Nah. They'd shoot it down only if it broadcast something about the Yankees.


----------



## Ken S (Feb 13, 2007)

I'm always amazed at the ways marketing people can find to spend huge sums of money.


----------



## tonyd79 (Jul 24, 2006)

You mean waste huge sums of money.

I doubt even one customer will say "Gee, I will go with DirecTV" because of a blimp.


----------



## Earl Bonovich (Nov 15, 2005)

tonyd79 said:


> You mean waste huge sums of money.
> 
> I doubt even one customer will say "Gee, I will go with DirecTV" because of a blimp.


And there is no one that will ever go out and buy Beer because of their advertising?

It is not so much... "I am going to run out and buy it"... it is more of to get it into their heads... to get people looking and thinking about it, so when the time comes...

Short of "sale prices" that is the gist of almost all advertising.


----------



## Lord Vader (Sep 20, 2004)

tonyd79 said:


> *You mean waste huge sums of money.
> 
> I doubt even one customer will say "Gee, I will go with DirecTV" because of a blimp.*


It's not too unlike subliminal advertising, if it's not that outright. While the blimp may not get one person to run right out and get DirecTV and all the necessary HD equipment, how much you wanna bet it gets at least ONE person's curiosity piqued?

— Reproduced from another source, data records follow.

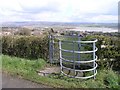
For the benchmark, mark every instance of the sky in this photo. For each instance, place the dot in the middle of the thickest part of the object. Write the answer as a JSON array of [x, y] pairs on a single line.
[[93, 11]]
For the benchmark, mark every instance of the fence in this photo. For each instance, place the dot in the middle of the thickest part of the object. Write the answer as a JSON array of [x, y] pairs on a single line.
[[77, 58]]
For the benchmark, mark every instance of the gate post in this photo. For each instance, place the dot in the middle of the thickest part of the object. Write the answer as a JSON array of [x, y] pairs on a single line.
[[60, 55]]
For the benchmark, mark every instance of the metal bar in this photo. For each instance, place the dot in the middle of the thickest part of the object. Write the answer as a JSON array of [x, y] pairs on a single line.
[[50, 51], [74, 58], [79, 46], [80, 51], [94, 58], [60, 55], [66, 60]]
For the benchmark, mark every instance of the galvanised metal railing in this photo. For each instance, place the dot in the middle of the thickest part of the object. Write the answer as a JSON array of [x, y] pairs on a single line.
[[72, 65]]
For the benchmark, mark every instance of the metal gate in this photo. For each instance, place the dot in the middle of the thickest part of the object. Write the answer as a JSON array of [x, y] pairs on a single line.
[[77, 58]]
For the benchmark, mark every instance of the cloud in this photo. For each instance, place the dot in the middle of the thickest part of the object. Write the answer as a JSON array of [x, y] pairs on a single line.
[[59, 10]]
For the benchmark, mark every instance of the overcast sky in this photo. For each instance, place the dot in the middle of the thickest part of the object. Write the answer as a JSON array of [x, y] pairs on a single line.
[[98, 11]]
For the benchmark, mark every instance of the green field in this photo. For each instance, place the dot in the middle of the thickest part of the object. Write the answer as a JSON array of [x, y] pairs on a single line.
[[27, 69]]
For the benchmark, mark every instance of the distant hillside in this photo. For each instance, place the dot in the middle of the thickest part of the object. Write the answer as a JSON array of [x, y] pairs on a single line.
[[39, 23]]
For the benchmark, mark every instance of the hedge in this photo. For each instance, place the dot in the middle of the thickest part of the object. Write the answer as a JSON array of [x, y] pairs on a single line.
[[25, 46]]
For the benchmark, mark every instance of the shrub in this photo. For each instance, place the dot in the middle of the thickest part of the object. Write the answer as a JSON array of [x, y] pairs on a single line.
[[25, 46]]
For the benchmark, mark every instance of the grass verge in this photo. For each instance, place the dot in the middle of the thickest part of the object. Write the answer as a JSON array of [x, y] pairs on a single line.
[[27, 70]]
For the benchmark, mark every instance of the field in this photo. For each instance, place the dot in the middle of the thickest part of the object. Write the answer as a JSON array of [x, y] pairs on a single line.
[[31, 53], [27, 69]]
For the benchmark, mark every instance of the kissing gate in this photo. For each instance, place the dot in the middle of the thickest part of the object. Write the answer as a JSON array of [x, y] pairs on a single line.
[[77, 57]]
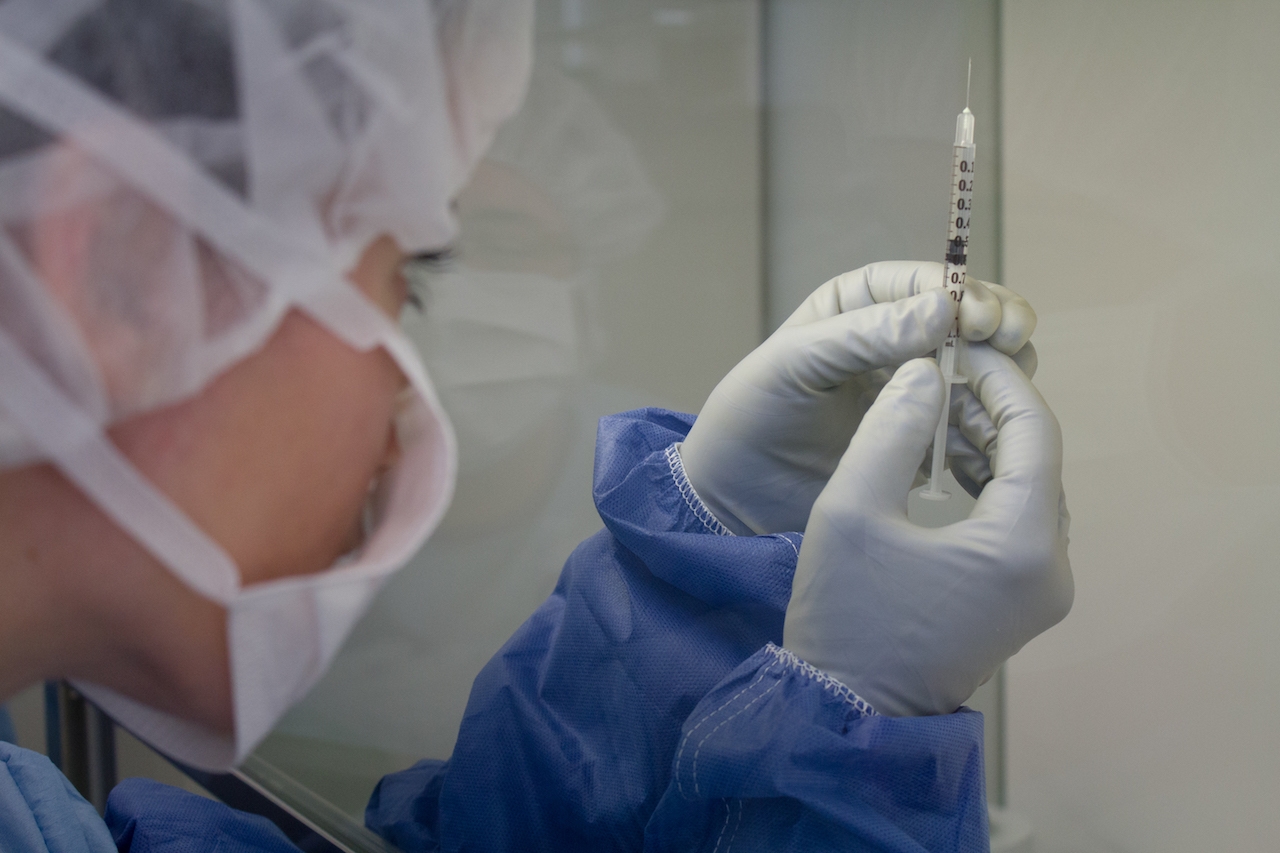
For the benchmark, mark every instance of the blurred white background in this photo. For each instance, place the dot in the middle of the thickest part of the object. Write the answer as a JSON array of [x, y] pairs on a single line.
[[685, 173], [1142, 219]]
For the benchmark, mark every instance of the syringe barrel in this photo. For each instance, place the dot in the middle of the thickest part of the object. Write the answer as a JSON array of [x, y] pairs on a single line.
[[964, 128], [961, 205]]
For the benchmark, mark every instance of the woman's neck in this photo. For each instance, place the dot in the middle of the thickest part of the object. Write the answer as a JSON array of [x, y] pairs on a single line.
[[81, 600]]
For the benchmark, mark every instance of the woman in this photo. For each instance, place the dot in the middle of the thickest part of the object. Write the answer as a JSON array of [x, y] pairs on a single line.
[[216, 445]]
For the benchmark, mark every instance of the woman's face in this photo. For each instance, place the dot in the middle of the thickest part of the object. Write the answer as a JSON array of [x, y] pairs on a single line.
[[275, 456]]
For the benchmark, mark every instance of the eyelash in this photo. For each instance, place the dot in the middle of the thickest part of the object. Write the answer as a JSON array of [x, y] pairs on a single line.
[[425, 264]]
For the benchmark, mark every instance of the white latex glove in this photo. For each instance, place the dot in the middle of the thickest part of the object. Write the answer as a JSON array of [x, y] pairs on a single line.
[[914, 619], [775, 428]]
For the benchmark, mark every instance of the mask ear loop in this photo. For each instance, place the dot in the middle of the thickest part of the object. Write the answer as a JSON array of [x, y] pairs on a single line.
[[87, 457], [300, 273]]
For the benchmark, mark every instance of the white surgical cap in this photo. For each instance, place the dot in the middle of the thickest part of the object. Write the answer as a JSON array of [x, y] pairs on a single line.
[[321, 123]]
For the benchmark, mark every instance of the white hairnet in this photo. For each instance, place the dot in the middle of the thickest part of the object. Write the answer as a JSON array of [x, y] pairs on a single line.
[[323, 124], [174, 177]]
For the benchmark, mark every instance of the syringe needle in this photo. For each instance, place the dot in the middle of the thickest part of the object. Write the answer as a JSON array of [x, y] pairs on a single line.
[[952, 279]]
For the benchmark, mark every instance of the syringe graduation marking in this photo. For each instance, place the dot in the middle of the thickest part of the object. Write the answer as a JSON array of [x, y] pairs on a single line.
[[954, 273]]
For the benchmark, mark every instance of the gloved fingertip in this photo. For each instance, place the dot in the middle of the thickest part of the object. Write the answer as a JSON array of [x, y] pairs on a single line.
[[1016, 323], [979, 311]]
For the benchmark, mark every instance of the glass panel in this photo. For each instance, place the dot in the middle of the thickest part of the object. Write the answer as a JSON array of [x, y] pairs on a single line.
[[632, 235], [609, 259]]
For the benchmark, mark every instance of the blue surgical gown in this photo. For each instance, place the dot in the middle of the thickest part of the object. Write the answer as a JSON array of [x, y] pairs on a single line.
[[647, 706]]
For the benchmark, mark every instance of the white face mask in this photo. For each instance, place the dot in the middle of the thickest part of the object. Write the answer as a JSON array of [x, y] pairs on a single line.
[[282, 634]]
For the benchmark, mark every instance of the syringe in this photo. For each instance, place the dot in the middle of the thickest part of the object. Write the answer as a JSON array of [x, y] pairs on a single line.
[[954, 273]]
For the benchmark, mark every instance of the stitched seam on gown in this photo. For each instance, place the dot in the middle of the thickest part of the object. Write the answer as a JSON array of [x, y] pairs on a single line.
[[728, 813], [680, 755], [691, 500], [720, 725], [736, 825], [841, 690]]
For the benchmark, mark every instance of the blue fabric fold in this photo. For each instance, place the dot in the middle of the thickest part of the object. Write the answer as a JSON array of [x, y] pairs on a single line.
[[647, 706], [146, 816], [41, 812]]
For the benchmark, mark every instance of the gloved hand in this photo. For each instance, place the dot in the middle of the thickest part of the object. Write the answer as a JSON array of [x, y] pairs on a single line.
[[775, 428], [913, 619]]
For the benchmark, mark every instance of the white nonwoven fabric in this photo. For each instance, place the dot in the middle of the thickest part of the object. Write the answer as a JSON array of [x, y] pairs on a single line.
[[247, 151]]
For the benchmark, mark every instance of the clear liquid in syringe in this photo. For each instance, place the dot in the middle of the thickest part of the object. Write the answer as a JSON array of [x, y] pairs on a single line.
[[954, 272]]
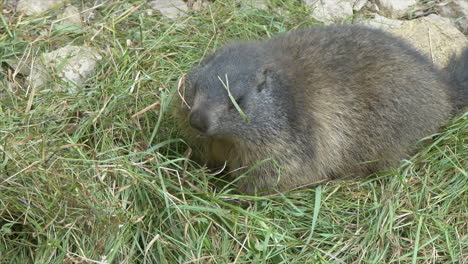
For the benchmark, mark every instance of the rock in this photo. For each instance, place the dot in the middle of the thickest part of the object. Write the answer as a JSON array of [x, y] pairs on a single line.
[[257, 4], [73, 64], [381, 22], [329, 11], [10, 5], [359, 4], [395, 8], [200, 5], [169, 8], [457, 12], [71, 17], [33, 7], [434, 37]]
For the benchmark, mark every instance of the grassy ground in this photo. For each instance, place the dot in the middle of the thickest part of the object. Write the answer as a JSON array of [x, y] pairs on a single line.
[[88, 178]]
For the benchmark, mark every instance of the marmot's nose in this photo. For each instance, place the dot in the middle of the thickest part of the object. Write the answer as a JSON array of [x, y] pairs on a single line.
[[199, 120]]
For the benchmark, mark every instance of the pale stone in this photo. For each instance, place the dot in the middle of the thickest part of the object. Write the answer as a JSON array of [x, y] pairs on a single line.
[[73, 64], [395, 8], [457, 12], [32, 7], [169, 8], [381, 22], [435, 38], [330, 11], [71, 17]]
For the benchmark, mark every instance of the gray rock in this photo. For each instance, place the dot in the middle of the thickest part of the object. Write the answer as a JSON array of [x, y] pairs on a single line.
[[359, 4], [257, 4], [395, 8], [457, 12], [436, 38], [169, 8], [73, 64], [32, 7], [200, 5], [381, 22], [71, 17], [329, 11]]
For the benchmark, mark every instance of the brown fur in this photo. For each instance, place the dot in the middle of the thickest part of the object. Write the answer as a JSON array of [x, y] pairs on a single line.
[[324, 103]]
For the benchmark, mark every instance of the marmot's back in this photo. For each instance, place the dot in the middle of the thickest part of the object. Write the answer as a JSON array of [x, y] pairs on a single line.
[[323, 103]]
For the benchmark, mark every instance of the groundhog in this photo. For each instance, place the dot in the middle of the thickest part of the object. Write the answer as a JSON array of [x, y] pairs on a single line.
[[314, 105]]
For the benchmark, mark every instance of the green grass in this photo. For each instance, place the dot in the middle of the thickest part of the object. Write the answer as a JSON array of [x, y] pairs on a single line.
[[84, 181]]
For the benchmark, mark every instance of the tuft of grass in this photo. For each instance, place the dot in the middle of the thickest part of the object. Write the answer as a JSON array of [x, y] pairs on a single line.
[[101, 177]]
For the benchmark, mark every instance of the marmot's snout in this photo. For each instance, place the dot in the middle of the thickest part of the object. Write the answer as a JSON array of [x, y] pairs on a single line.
[[199, 120]]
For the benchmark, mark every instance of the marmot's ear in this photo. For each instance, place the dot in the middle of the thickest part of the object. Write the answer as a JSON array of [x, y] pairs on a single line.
[[265, 77]]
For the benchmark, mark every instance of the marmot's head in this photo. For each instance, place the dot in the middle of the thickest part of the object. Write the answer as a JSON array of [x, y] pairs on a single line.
[[237, 94]]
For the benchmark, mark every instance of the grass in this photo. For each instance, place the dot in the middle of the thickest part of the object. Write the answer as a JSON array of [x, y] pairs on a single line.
[[91, 178]]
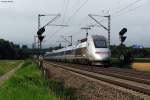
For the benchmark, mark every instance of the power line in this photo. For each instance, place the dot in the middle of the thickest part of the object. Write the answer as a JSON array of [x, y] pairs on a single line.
[[138, 7], [65, 10], [130, 10], [126, 7], [74, 14]]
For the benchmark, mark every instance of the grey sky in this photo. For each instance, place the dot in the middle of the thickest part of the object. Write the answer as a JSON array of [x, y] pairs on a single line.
[[18, 20]]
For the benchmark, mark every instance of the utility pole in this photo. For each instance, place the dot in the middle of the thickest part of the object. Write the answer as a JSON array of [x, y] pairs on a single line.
[[86, 29], [39, 27], [108, 28]]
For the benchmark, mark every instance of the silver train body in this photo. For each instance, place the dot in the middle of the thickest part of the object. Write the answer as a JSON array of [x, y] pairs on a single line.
[[91, 50]]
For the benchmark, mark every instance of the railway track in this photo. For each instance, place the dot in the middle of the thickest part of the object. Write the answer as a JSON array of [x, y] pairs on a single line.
[[127, 79]]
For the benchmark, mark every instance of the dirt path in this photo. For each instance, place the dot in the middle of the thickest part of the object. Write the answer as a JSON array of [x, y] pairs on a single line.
[[9, 74]]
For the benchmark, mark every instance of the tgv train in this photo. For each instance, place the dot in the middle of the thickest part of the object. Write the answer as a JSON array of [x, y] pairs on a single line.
[[91, 50]]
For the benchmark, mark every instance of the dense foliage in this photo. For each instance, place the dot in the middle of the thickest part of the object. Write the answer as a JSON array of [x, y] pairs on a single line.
[[9, 50], [134, 52]]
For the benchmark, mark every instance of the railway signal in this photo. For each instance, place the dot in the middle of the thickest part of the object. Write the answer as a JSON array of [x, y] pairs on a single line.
[[121, 34], [40, 32]]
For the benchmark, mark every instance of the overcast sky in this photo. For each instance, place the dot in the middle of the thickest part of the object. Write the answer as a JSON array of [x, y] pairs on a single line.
[[18, 20]]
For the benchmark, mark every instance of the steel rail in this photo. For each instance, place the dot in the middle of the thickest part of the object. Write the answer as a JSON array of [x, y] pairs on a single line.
[[135, 86]]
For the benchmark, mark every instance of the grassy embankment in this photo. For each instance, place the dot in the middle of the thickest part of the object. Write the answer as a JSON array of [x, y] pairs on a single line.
[[7, 65], [28, 84]]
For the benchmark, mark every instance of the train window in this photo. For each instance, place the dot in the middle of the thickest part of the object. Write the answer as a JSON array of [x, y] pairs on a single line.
[[100, 43]]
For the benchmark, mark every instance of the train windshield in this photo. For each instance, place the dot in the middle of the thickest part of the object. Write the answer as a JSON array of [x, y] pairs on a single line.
[[100, 43]]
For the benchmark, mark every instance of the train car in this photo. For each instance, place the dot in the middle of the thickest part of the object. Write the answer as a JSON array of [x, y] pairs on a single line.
[[91, 50]]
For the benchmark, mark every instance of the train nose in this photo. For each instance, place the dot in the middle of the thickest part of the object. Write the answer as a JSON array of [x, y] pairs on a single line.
[[104, 55]]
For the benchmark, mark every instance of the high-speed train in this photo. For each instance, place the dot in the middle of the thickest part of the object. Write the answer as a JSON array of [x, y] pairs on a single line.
[[91, 50]]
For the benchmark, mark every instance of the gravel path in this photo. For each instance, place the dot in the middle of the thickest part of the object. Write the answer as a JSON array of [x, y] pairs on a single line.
[[9, 74]]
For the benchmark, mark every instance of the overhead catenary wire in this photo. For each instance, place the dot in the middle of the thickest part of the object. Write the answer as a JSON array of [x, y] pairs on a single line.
[[126, 7], [73, 15]]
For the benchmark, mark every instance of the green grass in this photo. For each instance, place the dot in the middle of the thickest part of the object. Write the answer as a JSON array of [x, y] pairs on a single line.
[[7, 65], [142, 60], [26, 84]]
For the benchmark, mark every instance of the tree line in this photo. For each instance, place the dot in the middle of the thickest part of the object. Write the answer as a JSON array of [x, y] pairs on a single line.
[[9, 50]]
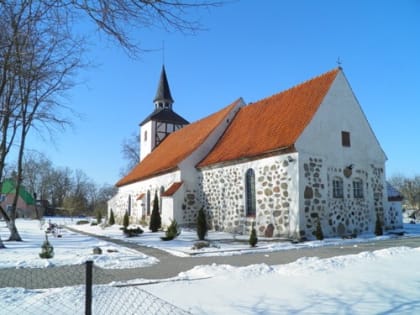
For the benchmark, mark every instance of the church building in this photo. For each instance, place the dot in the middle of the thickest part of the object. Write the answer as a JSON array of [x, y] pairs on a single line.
[[296, 159]]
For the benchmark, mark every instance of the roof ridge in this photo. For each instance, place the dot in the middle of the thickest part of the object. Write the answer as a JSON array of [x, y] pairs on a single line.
[[259, 128], [298, 85]]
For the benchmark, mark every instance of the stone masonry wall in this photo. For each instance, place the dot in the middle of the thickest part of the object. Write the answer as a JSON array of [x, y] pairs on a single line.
[[223, 197], [340, 216]]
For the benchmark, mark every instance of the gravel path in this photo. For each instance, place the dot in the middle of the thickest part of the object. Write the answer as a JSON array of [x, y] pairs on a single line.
[[170, 266]]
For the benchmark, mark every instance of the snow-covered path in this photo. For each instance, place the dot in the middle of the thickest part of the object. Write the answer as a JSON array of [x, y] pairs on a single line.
[[372, 281]]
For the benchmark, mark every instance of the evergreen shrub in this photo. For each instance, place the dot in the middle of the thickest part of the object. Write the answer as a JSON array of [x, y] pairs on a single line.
[[378, 226], [253, 239], [172, 231], [111, 218], [155, 219], [201, 225], [47, 250], [318, 232]]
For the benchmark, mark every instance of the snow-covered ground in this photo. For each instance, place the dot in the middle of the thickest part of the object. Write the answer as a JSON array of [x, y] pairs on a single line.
[[379, 282]]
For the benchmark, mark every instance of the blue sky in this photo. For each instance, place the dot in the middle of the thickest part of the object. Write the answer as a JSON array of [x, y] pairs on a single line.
[[251, 49]]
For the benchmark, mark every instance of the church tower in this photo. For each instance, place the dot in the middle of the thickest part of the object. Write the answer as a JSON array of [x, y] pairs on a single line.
[[162, 121]]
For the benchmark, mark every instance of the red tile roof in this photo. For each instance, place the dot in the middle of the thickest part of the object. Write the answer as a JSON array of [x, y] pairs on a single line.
[[272, 123], [172, 189], [176, 147]]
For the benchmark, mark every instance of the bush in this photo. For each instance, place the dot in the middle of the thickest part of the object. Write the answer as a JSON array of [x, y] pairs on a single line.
[[201, 225], [132, 231], [253, 239], [200, 245], [378, 226], [126, 220], [318, 232], [47, 250], [155, 219], [171, 232], [111, 218]]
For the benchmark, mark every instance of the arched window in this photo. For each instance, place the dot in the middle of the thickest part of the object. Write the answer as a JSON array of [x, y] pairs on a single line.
[[148, 203], [357, 188], [162, 190], [250, 205], [338, 191]]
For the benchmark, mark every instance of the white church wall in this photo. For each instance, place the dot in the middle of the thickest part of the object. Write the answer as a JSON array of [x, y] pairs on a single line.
[[147, 139], [223, 196], [323, 158], [120, 204], [172, 206], [393, 218]]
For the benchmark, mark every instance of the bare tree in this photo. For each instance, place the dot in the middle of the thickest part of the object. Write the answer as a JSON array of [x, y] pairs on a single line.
[[117, 17], [409, 188], [43, 58], [39, 54]]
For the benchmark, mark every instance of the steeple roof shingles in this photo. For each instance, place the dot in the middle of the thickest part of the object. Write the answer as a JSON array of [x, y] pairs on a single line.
[[176, 147], [163, 92]]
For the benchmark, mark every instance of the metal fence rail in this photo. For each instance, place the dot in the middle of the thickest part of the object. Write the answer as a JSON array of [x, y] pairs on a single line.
[[81, 297]]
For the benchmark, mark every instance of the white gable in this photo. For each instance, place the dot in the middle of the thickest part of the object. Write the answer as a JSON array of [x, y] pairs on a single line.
[[340, 111]]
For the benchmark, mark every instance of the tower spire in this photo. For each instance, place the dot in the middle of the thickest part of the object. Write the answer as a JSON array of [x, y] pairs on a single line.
[[163, 98]]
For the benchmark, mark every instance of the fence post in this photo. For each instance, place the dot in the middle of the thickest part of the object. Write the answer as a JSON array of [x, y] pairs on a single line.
[[88, 297]]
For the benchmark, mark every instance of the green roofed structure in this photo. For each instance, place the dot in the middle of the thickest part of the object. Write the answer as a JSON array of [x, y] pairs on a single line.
[[26, 201]]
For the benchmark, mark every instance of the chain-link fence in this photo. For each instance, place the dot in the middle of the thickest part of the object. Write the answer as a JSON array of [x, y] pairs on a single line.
[[70, 291]]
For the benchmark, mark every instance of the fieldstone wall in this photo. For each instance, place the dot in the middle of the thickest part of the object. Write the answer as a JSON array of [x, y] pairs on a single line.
[[222, 194], [348, 215], [190, 207], [314, 196], [340, 216]]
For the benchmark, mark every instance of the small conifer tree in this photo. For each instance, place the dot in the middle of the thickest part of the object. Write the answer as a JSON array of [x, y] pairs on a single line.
[[47, 250], [318, 232], [253, 239], [111, 218], [171, 232], [201, 225], [126, 220], [155, 219], [99, 216], [378, 226]]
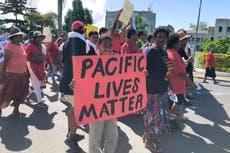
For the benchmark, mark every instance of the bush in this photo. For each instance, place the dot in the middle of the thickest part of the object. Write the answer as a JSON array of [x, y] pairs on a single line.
[[222, 61]]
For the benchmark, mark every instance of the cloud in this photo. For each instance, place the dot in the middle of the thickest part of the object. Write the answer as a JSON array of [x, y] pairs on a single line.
[[98, 9]]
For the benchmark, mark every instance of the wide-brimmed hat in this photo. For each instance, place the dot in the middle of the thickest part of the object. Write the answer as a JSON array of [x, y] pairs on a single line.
[[77, 24], [15, 31], [38, 34], [182, 35]]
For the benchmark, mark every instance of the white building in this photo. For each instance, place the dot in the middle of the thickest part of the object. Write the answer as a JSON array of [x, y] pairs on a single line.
[[148, 17], [222, 28]]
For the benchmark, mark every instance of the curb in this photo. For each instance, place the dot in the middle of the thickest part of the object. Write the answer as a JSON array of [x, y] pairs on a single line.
[[224, 74]]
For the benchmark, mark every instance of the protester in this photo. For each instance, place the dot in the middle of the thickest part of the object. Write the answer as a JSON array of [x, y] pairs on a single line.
[[106, 128], [36, 66], [185, 53], [210, 65], [92, 43], [178, 77], [141, 39], [130, 46], [103, 30], [74, 46], [53, 51], [118, 38], [14, 76], [156, 114]]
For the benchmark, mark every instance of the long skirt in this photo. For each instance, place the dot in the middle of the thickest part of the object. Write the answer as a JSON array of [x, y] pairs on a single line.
[[156, 115], [16, 88], [210, 72]]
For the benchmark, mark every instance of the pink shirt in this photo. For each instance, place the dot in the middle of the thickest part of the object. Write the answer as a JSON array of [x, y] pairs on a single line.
[[210, 60], [17, 61], [116, 42], [178, 84], [129, 47]]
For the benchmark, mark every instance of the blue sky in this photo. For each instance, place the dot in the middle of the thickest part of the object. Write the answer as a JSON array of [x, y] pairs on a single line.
[[180, 13]]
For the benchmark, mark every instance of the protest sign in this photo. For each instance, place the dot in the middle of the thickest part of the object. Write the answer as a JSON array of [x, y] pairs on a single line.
[[108, 87], [127, 12], [47, 33], [3, 42]]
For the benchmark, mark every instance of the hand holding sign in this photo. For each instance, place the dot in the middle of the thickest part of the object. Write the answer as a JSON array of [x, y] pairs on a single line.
[[108, 86]]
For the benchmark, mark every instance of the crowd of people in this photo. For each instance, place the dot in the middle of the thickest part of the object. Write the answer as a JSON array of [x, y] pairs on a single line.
[[29, 62]]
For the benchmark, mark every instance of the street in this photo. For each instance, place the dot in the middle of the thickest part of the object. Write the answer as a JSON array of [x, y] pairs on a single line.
[[42, 131]]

Kinda like, "Wow! Cool. What's that? I'll have to check that out."


----------



## Pink Fairy (Dec 28, 2006)

Exactly. I wish I could see the thing - and put that LCD in my house somehow


----------



## Milominderbinder2 (Oct 8, 2006)

Lord Vader said:


> It's not too unlike subliminal advertising, if it's not that outright. While the blimp may not get one person to run right out and get DirecTV and all the necessary HD equipment, how much you wanna bet it gets at least ONE person's curiosity piqued?
> 
> Kinda like, "Wow! Cool. What's that? I'll have to check that out."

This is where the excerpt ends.